It is proposed that transcription factor expression specifies the types of interneurons generated in specific brain regions(Butt et al., 2005; Yuste, 2005). Dlx/Gsh2/Er81-expressing precursors in the LGE are a source of mouse OB interneurons (Stenman et al.,2003); the newborn neurons then migrate to the OB. To determine whether Gsh2, Dlx2 and interneuron markers are expressed in mouse E13.5 OB,before the main wave of migration from the LGE to the OB, we immunostained sections with anti-Gsh2 (Stenman et al.,2003) and anti-Dlx2 antibodies(de Melo et al., 2005). Gsh2 and Dlx2 expression were abundant in the medial ganglionic eminence (MGE) and LGE (Fig. 1A-H), whereas E13.5 OB did not express Gsh2 and Dlx2 (Fig. 1I,J). These findings indicate that the RMS does not reach the mouse OB at E13.5 but later, reportedly at E14.5 and after(Pencea and Luskin, 2003; Yoshihara et al., 2005). By contrast, we found cells expressing interneuron markers such as GABA and Th in the OB (Fig. 1K-M). As predicted, we found cells expressing Tbr1, a marker of mitral/tufted neurons(Bulfone et al., 1998), in the OB (Fig. 1N). These data indicate the presence of interneurons within the OB before LGE migratory cells expressing Dlx2 or Gsh2 could be detected in the OB.

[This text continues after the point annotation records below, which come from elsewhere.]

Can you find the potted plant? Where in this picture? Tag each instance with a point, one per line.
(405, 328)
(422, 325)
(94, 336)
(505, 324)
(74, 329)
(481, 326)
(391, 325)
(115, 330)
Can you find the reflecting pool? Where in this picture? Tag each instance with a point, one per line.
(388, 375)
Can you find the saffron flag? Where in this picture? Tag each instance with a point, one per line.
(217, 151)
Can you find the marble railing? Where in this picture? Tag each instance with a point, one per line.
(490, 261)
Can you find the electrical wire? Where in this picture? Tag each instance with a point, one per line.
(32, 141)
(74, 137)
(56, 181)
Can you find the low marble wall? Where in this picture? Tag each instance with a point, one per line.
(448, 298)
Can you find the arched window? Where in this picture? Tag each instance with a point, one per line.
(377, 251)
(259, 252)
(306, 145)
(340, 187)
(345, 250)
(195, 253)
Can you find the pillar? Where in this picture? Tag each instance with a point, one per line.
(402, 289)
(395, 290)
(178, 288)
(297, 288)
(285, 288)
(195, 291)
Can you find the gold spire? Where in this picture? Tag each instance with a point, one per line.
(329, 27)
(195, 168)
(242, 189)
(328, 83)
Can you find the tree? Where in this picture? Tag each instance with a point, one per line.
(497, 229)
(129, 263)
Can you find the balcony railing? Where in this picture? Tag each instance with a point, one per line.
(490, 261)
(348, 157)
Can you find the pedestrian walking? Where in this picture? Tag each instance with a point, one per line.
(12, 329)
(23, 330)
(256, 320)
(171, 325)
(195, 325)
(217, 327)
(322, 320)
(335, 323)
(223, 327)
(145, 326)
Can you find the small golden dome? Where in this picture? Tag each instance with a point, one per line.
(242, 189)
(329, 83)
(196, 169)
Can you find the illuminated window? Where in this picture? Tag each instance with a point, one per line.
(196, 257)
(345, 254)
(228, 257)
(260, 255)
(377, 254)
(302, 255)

To study the developmental expression of Gsh2 and Dlx2 and the generation of interneurons in the OB independently of GE influence, we isolated cells from the rostral half of the E13.5 OB and from the GE, and plated them in short-term dissociated cultures for 6 days(Fig. 2). GAD⁺neurons were detected in both cultures as early as 6 hours post-plating (not shown). At 6 days, 22.3 and 75.9% of total neurons (TuJ1⁺ cells)were GAD⁺ in OB and GE cultures, respectively(Fig. 2M). Double labeling of GAD⁺ neurons with anti-Dlx2 and anti-Gsh2 antibodies revealed a different expression pattern for these transcription factors in OB and GE GABAergic cells. Of the total OB GAD⁺ neurons, none (0%) expressed Gsh2 (Fig. 2A-C,N) and 53.3%expressed Dlx2 (Fig. 2D-F,N),whereas in GE cultures, 16.1 and 70.4% of GAD⁺ neurons expressed Gsh2 (Fig. 2G-I,N) and Dlx2(Fig. 2J-L,N), respectively. Differences between OB and GE Dlx2⁺ and Gsh2⁺ cells were best observed when proportions were calculated of double-labeled Dlx2⁺GAD⁺ cells divided by the number of total Dlx2⁺ cells, and of Gsh2⁺GAD⁺ cells divided by total Gsh2⁺ cells (Fig. 2O). In OB cultures, 41.5% of the total Dlx2⁺ cells were GAD⁺, whereas no Gsh2⁺ cells were GAD⁺. By contrast, 75.5% of Dlx2⁺ cells and 49.1% of Gsh2⁺cells in GE cultures co-labeled with GAD(Fig. 2O). These results show a significantly closer relationship in GE than in the OB between acquisition of a GABAergic phenotype and Dlx2 and Gsh2 expression. The absence of double-labeled Gsh2⁺ and GAD⁺ cells in OB cultures strongly suggests that most GAD⁺ neurons derive from local OB and not from GE precursor cells.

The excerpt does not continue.